Quantization of Convolutional Neural Networks: Model Quantization

See “From Theory to Practice: Quantizing Convolutional Neural Networks for Practical Deployment” for the previous article in this series.

Significant progress in Convolutional Neural Networks (CNNs) has focused on enhancing model complexity while managing computational demands. Key advancements include efficient architectures like MobileNet¹, SqueezeNet², ShuffleNet³, and DenseNet⁴, which prioritize compute and memory efficiency. Further innovations involve quantizing weights and activations to lower precision, leading to approaches like Binary Neural Networks⁵, XNOR-net⁶, Ternary weight networks⁷ and many others^8-13.

The most common layers in CNNs are the convolution layer, batch-norm, activation, pooling and fully-connected layer. An example of a classifying CNN architecture is illustrated in Figure 1.

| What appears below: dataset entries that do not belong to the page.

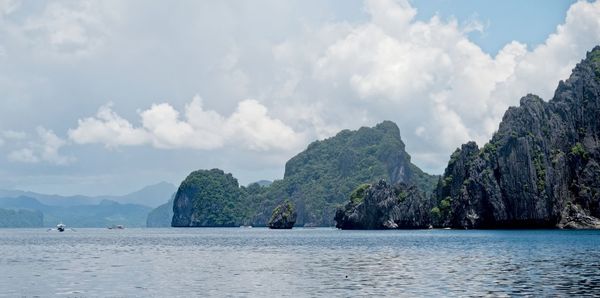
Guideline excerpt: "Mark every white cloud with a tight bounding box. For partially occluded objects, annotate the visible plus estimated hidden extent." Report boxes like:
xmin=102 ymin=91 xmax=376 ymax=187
xmin=8 ymin=148 xmax=40 ymax=163
xmin=1 ymin=130 xmax=27 ymax=140
xmin=274 ymin=1 xmax=600 ymax=172
xmin=68 ymin=96 xmax=304 ymax=151
xmin=68 ymin=103 xmax=150 ymax=147
xmin=4 ymin=126 xmax=75 ymax=165
xmin=0 ymin=0 xmax=21 ymax=18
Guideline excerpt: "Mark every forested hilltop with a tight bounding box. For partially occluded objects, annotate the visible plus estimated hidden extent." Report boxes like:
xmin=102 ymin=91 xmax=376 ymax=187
xmin=336 ymin=46 xmax=600 ymax=229
xmin=172 ymin=121 xmax=439 ymax=226
xmin=168 ymin=46 xmax=600 ymax=229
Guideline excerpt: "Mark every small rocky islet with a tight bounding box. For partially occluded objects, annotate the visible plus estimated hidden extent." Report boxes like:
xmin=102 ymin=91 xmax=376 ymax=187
xmin=161 ymin=46 xmax=600 ymax=229
xmin=267 ymin=200 xmax=298 ymax=230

Figure 1. Overview of a 2D CNN

Quantization methods strike a balance between latency and accuracy, making them popular across diverse devices. Open-source tools like Pytorch, TFlite and ONNX now support 8-bit quantization for CNNs, addressing the critical need for portability and efficiency. While quantization schemes with fewer than 4 bits exhibit significant accuracy degradation and may not generalize well across different models, 8 and 4-bit quantization methods have become a popular choice. The preference for 8-bit quantization stems from native support on different edge devices. Table 1 summarizes the effects of quantization on model size and accuracy. The classification accuracy numbers are reported on the ImageNet dataset, and mostly show less than 1% drop in accuracy compared to the floating point version of the model¹⁴.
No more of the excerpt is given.